Domestic Life

No hubo necesidad de que la alarma sonara para reintegrarse al nuevo día. El peso extra que tenía sobre su pecho y abdomen funcionaban mejor que ese reloj analógico sobre su buró.

Retiró su máscara de dormir. Entre abrió sus ojos y estiró su mano para alcanzar sus lentes. Y mientras luchaba contra la somnolencia, veía ese par de animados y alegres ojos. ¿Cómo tenían tanta energía cuando no eran ni las siete de la mañana?
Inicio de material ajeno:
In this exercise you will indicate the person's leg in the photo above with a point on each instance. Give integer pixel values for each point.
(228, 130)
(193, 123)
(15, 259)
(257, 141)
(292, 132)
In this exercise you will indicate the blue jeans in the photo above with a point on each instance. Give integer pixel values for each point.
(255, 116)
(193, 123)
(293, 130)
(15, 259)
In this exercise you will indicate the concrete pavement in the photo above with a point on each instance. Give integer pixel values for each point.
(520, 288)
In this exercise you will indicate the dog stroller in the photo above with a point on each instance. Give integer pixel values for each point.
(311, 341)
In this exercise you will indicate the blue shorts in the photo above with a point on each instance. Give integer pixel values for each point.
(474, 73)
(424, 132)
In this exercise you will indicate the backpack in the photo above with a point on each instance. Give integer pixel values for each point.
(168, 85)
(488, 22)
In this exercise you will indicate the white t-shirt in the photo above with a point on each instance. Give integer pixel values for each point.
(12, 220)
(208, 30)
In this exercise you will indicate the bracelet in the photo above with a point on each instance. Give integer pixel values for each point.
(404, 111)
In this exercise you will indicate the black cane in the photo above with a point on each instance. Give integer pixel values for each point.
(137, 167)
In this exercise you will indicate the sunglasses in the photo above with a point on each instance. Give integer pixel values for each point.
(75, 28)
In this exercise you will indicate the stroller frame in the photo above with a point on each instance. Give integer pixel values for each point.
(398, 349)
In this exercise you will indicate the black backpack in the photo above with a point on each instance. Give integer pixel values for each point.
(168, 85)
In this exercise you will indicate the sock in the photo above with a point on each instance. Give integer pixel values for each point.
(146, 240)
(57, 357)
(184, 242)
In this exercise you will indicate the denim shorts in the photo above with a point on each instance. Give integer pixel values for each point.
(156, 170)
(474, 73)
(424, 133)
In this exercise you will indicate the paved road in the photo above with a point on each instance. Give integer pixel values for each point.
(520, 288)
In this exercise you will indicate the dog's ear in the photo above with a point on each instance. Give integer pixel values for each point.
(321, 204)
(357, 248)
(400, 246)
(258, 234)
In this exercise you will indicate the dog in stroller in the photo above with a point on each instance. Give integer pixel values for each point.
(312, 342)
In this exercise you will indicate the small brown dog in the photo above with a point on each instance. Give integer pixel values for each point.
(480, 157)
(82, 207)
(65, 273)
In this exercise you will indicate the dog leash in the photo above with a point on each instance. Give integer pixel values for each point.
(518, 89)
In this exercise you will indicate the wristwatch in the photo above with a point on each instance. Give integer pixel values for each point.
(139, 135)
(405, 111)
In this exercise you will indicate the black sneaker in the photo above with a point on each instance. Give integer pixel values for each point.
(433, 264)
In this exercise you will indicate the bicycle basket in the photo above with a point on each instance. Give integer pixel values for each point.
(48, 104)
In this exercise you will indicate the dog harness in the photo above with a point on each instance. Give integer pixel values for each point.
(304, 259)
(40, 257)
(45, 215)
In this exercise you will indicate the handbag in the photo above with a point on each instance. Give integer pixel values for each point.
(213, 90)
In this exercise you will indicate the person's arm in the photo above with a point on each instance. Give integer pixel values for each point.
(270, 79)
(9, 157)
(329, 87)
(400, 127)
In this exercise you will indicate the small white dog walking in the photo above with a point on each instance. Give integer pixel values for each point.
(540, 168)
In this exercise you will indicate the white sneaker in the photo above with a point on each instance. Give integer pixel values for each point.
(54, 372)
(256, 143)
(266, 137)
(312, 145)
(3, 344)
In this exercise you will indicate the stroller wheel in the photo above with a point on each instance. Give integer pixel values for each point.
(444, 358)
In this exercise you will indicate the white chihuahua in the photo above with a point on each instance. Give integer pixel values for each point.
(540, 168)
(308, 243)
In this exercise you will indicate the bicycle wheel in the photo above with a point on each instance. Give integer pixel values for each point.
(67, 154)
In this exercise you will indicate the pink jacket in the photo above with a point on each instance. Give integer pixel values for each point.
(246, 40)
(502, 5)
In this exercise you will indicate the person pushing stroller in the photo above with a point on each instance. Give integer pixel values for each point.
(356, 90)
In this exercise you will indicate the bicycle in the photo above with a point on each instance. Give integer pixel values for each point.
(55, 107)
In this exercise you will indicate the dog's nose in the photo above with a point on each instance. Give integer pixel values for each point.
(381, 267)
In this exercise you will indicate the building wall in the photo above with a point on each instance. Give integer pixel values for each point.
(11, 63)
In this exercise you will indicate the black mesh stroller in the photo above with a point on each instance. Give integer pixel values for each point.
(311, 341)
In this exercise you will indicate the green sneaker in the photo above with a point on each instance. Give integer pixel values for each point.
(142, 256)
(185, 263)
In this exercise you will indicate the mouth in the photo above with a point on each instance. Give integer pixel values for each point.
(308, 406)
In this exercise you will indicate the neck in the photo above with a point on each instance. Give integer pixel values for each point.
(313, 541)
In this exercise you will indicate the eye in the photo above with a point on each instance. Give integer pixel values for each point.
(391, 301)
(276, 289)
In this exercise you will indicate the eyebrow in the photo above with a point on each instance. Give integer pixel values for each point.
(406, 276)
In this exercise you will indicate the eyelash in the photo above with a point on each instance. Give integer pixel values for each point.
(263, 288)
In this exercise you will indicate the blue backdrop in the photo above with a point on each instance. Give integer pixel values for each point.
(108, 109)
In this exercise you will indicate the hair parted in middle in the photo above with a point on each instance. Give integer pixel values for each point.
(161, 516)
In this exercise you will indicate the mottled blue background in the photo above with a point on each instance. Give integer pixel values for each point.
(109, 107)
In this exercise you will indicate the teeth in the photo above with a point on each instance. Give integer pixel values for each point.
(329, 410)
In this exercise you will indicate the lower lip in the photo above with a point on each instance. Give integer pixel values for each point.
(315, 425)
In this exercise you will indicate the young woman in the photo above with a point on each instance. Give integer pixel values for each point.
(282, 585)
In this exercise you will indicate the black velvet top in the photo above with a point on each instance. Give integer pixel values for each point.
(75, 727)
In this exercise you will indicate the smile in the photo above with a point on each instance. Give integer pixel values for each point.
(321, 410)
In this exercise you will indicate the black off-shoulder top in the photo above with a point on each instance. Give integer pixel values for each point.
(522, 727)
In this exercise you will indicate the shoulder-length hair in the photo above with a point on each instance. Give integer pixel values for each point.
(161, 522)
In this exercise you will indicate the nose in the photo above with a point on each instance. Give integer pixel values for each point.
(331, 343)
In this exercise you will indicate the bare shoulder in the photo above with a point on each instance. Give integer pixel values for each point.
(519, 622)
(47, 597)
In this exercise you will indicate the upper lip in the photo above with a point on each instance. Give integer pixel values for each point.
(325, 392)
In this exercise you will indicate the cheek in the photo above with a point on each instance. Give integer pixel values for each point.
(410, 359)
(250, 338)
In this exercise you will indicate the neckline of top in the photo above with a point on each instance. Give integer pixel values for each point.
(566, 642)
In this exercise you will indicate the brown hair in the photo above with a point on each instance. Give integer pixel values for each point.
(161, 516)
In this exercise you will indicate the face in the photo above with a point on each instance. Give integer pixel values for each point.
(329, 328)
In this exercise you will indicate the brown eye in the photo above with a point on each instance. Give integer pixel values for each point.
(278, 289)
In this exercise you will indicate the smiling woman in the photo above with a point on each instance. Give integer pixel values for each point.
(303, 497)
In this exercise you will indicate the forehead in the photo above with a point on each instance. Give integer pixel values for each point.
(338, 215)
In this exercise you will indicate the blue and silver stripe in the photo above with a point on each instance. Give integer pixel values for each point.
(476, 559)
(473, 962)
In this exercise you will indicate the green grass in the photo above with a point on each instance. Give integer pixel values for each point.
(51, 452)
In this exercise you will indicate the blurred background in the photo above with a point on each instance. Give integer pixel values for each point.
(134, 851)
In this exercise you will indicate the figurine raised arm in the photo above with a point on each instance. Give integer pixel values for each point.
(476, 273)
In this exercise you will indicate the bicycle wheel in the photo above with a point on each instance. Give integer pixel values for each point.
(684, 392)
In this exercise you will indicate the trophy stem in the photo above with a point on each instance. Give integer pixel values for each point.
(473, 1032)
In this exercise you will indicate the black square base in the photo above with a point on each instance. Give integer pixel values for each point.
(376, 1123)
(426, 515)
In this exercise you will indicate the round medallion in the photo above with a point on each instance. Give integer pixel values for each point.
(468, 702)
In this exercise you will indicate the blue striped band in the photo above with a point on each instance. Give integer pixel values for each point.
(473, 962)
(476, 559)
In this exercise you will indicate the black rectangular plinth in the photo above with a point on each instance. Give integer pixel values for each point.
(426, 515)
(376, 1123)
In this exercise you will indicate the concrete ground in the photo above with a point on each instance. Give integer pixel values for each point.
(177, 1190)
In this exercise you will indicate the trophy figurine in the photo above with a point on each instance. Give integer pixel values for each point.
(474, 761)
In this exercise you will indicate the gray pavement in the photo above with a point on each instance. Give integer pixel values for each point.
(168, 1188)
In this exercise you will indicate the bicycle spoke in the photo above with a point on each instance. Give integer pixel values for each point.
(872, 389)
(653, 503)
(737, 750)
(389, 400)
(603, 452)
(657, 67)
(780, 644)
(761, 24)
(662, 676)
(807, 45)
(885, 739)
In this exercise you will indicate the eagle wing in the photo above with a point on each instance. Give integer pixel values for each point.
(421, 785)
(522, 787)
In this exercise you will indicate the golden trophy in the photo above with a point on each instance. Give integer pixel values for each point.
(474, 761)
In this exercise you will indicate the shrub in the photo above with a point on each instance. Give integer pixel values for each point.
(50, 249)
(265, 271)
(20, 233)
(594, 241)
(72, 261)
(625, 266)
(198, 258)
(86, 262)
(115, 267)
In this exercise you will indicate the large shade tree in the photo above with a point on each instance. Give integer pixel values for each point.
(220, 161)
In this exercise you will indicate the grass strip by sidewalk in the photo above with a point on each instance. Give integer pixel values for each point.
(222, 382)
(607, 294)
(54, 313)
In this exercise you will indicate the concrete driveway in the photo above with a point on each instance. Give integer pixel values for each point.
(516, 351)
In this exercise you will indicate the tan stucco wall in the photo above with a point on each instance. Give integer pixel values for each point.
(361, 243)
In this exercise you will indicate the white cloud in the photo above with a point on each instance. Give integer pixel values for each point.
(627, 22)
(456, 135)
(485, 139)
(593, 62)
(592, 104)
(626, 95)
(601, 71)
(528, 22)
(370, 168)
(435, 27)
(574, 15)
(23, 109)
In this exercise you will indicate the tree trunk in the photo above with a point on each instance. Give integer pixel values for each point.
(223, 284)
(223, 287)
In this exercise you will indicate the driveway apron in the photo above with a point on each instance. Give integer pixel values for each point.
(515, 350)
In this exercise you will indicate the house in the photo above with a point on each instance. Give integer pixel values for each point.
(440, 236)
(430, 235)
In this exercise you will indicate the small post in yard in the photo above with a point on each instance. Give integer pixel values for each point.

—¡Papá! —gritaron en perfecta armonía—. ¡Hora del desayuno!

—Hoy le toca a su madre —soltó, arrastrando un bostezo—. Díganle a ella.

—Mamá aún no regresa —espetaron para quien al fin se ubicó en el espacio y tiempo.

—Es cierto. Todavía no vuelve. —Se enderezó y esos dos pequeños se apartaron para que pudiera levantarse—. Me pregunto qué desayunaremos hoy.

Esos dos niños no eran quisquillosos. Ambos adoraban su sazón y se comían gustosos todo lo que él les cocinara. En ese aspecto se parecían a su madre. Asimismo, presumían el vivido gris de sus ojos y el rebelde castaño oscuro de su cabellera.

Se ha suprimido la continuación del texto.